Stephen Whiting, WHO Europe’s Technical Advisor on Sport and Health says governments need to start investing in preventing poor health in old age now.
He says the COVID-19 pandemic has shown that healthier people are better able to withstand disease.
“There’s data that shows that physical inactivity, overweight and obesity were a huge risk factor for severe COVID-19 outcomes and long COVID-19,” he said.
“So this is a really opportune time to actually invest in prevention for whether it’s future emergencies, future pandemics, climate change-related heat events and emergencies, promoting physical activity and healthy diets to all population groups as well as older adults is a is a win-win, and it’s a cost-effective intervention.”
Among the recommendations are healthier Mediterranean-style diets which are associated with healthier old age.
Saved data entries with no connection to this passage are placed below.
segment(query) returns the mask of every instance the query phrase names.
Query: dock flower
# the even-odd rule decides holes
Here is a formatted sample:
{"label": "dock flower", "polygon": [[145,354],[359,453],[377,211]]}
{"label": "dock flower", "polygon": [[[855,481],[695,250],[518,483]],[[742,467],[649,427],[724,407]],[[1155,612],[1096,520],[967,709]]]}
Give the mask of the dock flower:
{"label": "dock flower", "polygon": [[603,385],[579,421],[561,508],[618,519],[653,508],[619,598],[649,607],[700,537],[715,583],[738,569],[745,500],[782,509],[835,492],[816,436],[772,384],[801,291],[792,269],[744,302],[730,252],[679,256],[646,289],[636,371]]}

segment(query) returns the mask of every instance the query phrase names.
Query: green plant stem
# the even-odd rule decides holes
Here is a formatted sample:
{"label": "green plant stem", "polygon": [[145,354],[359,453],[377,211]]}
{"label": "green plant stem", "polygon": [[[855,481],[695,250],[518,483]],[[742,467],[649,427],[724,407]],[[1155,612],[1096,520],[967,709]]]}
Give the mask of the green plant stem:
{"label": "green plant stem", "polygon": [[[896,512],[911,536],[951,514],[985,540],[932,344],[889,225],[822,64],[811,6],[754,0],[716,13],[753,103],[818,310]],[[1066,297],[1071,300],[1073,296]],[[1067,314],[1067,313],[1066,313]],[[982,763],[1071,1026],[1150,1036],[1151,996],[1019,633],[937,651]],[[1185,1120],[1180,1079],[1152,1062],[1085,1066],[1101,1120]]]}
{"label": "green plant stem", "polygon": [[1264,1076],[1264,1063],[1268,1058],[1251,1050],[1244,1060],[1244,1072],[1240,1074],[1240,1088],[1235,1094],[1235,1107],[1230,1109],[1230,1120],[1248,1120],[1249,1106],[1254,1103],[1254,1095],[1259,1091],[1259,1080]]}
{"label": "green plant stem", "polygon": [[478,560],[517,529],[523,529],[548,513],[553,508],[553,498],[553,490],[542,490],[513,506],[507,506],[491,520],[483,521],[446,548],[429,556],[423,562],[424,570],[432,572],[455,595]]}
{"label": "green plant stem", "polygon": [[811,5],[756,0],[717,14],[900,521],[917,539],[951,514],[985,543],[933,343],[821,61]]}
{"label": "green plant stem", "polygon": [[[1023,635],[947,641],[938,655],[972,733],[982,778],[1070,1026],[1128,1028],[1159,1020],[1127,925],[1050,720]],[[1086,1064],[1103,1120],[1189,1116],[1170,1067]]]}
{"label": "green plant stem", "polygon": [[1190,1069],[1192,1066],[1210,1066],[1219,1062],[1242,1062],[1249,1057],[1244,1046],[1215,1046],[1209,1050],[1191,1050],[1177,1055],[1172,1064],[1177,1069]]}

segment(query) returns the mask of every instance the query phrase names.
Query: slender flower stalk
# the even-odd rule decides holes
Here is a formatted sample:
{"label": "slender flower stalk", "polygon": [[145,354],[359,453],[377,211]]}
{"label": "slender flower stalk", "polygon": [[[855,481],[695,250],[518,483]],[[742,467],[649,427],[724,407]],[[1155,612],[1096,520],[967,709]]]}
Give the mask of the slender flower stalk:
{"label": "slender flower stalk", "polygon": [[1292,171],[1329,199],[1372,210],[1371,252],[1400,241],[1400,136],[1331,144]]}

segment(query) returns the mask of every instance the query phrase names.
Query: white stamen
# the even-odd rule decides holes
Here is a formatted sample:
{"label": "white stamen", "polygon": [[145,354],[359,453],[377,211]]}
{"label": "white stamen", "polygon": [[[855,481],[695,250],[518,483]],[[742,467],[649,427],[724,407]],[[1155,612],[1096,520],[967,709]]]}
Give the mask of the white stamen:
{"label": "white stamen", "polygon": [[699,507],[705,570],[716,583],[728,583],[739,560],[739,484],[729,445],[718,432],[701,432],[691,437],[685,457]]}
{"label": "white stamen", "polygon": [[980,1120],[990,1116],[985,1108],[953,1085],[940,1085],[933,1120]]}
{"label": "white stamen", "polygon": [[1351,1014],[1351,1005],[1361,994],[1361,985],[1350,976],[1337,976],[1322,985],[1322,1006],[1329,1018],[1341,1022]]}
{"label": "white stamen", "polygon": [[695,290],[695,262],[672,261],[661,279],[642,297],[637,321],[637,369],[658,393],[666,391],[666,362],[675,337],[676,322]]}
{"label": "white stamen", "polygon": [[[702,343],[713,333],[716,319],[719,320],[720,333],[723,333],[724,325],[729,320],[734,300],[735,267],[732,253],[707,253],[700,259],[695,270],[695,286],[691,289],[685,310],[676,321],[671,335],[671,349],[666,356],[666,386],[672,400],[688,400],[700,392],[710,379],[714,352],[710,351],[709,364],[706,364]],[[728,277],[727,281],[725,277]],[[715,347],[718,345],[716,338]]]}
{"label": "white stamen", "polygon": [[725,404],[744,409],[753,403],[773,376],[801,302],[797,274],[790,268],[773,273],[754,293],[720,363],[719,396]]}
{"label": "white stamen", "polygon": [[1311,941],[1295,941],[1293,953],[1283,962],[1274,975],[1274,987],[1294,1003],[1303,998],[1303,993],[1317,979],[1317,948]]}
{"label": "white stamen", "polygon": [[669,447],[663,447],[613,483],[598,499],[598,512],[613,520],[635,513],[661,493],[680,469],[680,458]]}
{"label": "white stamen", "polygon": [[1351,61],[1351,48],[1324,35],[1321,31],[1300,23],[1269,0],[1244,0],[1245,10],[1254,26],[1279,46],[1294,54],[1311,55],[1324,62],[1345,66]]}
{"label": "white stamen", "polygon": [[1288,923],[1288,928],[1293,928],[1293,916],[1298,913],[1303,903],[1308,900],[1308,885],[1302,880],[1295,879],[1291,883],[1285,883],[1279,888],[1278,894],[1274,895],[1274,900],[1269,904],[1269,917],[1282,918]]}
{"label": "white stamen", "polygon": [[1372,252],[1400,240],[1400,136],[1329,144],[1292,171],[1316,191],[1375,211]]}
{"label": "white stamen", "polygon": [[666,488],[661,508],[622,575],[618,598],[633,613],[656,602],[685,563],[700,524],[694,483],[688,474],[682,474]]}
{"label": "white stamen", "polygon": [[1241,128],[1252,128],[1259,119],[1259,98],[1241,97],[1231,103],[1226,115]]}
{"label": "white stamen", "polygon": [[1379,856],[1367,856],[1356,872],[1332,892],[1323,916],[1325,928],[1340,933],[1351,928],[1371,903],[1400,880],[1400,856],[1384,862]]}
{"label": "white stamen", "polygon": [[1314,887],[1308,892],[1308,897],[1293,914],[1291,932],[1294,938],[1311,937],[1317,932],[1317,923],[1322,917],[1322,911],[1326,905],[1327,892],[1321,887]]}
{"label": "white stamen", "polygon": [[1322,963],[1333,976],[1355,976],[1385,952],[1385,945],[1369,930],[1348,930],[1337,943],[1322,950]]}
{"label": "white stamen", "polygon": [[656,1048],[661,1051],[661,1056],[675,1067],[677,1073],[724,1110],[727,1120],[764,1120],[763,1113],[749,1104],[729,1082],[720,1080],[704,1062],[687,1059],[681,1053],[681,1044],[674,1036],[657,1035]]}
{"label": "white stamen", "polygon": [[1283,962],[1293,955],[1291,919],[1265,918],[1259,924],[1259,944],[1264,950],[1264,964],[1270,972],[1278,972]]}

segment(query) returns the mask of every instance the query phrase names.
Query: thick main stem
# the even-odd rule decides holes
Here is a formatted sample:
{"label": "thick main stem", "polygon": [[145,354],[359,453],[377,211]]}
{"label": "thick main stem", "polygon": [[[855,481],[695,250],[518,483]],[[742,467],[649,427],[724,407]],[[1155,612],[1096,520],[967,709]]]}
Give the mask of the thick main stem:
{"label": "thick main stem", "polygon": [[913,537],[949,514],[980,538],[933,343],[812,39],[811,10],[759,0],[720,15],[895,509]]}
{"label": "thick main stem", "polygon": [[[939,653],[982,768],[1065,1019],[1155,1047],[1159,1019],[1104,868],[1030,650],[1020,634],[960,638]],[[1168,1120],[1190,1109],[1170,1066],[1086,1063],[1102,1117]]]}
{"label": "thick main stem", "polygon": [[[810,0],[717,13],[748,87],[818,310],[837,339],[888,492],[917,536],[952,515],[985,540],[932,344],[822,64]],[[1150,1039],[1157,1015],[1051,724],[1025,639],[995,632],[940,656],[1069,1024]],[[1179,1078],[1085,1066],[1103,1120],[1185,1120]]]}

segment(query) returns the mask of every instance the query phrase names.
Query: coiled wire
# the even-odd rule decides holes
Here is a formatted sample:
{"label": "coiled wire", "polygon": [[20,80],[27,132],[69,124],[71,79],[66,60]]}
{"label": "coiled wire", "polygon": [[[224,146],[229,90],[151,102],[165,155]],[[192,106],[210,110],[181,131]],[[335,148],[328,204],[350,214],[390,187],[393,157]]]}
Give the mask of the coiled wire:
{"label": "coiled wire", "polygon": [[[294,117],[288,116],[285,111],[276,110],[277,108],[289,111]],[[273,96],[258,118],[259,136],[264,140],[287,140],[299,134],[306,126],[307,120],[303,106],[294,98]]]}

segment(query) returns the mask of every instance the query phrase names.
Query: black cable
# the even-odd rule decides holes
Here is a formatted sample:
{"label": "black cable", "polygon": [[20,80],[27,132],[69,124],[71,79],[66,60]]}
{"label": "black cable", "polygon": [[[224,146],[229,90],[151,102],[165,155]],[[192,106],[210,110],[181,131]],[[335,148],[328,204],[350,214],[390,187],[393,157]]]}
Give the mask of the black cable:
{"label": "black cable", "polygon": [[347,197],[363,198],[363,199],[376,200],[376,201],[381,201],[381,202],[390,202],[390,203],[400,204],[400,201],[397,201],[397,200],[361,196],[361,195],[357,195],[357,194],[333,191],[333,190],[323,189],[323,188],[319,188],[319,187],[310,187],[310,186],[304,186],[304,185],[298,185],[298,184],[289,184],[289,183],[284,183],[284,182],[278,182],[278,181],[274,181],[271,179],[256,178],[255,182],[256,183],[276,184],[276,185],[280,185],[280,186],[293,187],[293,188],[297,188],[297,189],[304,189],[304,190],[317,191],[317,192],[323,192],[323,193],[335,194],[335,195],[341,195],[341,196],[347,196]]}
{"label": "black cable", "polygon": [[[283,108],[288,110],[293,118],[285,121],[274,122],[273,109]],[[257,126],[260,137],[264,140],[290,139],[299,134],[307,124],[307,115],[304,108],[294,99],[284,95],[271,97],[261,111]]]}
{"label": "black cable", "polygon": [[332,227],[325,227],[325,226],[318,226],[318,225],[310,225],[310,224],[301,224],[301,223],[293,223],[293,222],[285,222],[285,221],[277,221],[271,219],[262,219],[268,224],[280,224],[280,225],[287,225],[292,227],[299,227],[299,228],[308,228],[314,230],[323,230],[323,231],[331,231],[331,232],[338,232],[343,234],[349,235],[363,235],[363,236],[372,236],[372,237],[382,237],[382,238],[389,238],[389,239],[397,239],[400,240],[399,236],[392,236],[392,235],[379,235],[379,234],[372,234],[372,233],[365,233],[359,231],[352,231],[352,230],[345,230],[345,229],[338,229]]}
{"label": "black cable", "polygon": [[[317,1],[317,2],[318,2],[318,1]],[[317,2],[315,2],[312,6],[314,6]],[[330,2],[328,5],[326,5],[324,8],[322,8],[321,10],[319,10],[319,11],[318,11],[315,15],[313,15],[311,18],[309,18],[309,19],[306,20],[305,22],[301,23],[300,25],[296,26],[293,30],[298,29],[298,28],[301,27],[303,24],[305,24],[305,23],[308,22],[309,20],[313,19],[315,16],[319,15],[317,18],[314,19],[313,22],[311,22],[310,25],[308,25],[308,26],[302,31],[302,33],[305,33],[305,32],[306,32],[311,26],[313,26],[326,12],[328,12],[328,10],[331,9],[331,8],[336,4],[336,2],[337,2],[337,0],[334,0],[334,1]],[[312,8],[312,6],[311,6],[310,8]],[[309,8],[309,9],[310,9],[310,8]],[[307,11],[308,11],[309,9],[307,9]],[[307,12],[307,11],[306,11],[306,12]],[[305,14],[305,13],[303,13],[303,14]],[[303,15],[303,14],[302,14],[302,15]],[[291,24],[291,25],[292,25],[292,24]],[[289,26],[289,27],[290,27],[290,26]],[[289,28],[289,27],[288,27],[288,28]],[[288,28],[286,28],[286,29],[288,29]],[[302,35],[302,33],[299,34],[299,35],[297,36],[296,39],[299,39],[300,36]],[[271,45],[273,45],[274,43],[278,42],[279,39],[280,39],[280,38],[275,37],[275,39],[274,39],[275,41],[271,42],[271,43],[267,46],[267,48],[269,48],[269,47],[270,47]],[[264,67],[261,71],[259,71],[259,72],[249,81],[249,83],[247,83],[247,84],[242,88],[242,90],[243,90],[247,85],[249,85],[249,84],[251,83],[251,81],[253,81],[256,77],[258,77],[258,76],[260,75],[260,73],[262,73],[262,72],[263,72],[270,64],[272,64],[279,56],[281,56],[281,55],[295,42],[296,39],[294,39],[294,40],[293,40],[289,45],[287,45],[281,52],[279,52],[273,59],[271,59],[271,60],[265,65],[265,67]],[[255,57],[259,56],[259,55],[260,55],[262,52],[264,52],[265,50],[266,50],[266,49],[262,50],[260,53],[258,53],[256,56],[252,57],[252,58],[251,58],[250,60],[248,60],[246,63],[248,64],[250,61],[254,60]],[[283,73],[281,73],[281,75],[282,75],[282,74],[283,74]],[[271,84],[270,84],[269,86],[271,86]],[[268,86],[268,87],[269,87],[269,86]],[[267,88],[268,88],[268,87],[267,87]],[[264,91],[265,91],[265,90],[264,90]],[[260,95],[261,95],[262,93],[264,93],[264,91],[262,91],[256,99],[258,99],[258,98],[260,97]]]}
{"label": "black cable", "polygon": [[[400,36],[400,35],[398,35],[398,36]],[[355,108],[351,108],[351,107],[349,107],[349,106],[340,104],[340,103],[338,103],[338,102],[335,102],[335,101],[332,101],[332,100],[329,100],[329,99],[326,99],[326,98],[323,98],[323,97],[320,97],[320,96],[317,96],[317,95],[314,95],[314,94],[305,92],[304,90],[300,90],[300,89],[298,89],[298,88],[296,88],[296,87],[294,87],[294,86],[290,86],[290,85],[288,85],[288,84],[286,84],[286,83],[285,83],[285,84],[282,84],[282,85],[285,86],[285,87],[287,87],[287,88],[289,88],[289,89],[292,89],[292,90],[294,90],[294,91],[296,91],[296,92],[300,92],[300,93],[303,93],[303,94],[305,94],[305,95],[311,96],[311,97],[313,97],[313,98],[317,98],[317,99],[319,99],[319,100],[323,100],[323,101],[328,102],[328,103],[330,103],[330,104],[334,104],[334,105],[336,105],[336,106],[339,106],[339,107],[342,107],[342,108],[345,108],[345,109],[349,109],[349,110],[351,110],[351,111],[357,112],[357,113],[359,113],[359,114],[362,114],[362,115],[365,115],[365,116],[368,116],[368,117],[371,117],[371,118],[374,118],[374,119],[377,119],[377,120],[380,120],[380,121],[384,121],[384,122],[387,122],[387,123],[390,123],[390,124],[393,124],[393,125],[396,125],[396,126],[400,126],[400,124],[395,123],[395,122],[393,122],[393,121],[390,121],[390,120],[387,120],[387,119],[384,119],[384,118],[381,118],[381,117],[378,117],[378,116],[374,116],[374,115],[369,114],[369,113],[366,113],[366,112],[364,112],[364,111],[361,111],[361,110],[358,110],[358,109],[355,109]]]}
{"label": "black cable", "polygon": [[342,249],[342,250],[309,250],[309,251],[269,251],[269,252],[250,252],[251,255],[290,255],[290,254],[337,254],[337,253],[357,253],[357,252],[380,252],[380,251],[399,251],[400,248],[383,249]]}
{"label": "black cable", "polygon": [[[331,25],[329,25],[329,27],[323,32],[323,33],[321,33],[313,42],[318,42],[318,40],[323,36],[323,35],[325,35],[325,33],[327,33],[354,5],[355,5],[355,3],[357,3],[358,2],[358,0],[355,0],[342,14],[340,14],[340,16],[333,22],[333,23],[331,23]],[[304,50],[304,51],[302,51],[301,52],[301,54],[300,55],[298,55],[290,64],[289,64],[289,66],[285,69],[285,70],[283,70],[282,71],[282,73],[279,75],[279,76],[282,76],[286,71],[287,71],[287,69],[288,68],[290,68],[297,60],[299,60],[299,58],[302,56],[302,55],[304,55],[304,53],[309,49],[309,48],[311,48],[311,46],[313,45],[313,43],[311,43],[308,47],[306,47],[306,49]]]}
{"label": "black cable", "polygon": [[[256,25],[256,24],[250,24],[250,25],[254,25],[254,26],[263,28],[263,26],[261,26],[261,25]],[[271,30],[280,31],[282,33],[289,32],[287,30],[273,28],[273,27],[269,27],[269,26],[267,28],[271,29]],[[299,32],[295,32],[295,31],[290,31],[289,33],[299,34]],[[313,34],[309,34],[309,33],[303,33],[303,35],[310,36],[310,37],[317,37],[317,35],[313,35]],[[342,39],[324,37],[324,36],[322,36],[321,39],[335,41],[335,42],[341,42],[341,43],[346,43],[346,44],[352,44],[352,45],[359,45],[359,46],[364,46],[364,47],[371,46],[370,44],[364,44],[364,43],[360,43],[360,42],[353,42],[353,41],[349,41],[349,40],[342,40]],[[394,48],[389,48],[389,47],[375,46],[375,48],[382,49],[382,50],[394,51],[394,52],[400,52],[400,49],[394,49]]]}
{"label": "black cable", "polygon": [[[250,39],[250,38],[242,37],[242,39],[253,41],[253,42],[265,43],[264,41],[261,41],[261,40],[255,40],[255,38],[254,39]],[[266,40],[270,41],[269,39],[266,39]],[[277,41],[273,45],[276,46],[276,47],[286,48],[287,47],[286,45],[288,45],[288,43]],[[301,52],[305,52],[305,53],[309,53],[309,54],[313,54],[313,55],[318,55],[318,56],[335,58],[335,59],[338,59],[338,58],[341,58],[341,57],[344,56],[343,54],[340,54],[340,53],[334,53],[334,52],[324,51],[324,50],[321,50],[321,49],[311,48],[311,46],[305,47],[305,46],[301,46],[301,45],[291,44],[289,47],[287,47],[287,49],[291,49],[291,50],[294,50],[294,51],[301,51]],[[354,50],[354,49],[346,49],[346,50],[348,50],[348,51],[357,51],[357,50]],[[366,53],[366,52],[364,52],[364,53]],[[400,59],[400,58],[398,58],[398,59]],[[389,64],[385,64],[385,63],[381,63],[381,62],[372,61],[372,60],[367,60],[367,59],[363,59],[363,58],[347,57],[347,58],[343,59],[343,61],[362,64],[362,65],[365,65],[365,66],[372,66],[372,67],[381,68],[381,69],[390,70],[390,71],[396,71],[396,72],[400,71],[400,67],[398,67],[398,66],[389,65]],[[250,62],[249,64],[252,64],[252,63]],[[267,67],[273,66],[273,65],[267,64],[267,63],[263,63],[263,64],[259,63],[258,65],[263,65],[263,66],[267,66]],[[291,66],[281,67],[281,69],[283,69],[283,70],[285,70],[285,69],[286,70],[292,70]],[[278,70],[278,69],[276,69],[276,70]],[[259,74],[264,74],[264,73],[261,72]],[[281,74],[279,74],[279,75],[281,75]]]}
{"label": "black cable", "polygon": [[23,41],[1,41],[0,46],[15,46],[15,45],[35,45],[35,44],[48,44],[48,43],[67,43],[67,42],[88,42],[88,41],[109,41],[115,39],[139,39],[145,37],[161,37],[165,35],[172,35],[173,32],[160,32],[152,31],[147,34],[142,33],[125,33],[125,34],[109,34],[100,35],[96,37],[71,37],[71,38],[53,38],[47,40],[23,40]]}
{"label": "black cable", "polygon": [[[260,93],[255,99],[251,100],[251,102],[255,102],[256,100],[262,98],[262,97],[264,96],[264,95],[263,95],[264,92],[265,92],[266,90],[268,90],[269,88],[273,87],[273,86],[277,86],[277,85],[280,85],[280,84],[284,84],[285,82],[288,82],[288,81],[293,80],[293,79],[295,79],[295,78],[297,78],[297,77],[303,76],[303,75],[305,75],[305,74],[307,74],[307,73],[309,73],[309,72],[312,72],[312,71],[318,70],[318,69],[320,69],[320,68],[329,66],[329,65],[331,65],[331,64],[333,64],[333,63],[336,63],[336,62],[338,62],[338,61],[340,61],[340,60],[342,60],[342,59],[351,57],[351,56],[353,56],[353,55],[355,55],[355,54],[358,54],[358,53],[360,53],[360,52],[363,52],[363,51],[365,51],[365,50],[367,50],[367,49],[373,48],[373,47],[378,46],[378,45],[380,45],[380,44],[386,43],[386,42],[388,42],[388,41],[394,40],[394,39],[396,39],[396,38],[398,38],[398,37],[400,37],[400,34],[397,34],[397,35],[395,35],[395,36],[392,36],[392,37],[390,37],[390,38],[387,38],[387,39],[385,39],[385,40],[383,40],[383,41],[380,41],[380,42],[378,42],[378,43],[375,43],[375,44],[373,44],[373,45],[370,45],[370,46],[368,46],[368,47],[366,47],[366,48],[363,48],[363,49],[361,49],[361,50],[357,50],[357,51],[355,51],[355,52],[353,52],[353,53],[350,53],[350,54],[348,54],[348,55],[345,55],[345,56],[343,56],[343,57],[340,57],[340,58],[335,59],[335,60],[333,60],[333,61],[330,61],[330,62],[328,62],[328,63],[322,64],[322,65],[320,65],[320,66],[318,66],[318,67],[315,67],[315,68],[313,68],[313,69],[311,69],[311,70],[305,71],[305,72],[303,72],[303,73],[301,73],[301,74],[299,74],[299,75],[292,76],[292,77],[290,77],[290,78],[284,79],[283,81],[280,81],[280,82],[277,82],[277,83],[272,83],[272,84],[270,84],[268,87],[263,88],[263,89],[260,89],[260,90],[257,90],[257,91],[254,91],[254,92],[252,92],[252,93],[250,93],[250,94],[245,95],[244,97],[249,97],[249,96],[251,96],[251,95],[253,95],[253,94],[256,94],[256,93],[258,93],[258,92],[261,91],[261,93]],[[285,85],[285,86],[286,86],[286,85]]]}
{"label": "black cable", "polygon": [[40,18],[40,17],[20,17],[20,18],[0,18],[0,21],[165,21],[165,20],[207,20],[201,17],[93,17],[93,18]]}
Staying active and taking regular exercise is also crucial.
The WHO added it’s not just individuals who benefit from keeping fit.
“We published a report in collaboration with the OECD earlier this year on the cost of physical inactivity on health systems in the European Union, and we estimated that €8 billion per year could be saved if more people were physically active and meeting the WHO recommended levels of physical activity,” Whiting added.
According to the WHO, healthy people over 65 are recommended to do “moderate-intensity aerobic exercise” for at least two and a half hours each week.
This can be a brisk walk.
Alternatively, for fitter people, it advises 75 minutes per week of vigorous exercise such as swimming or jogging.
The organisation says it’s also vital for more elderly people to do muscle strengthening at least two days a week to improve mobility and prevent falls.
It also advises people with chronic diseases to do as much exercise as they are capable of.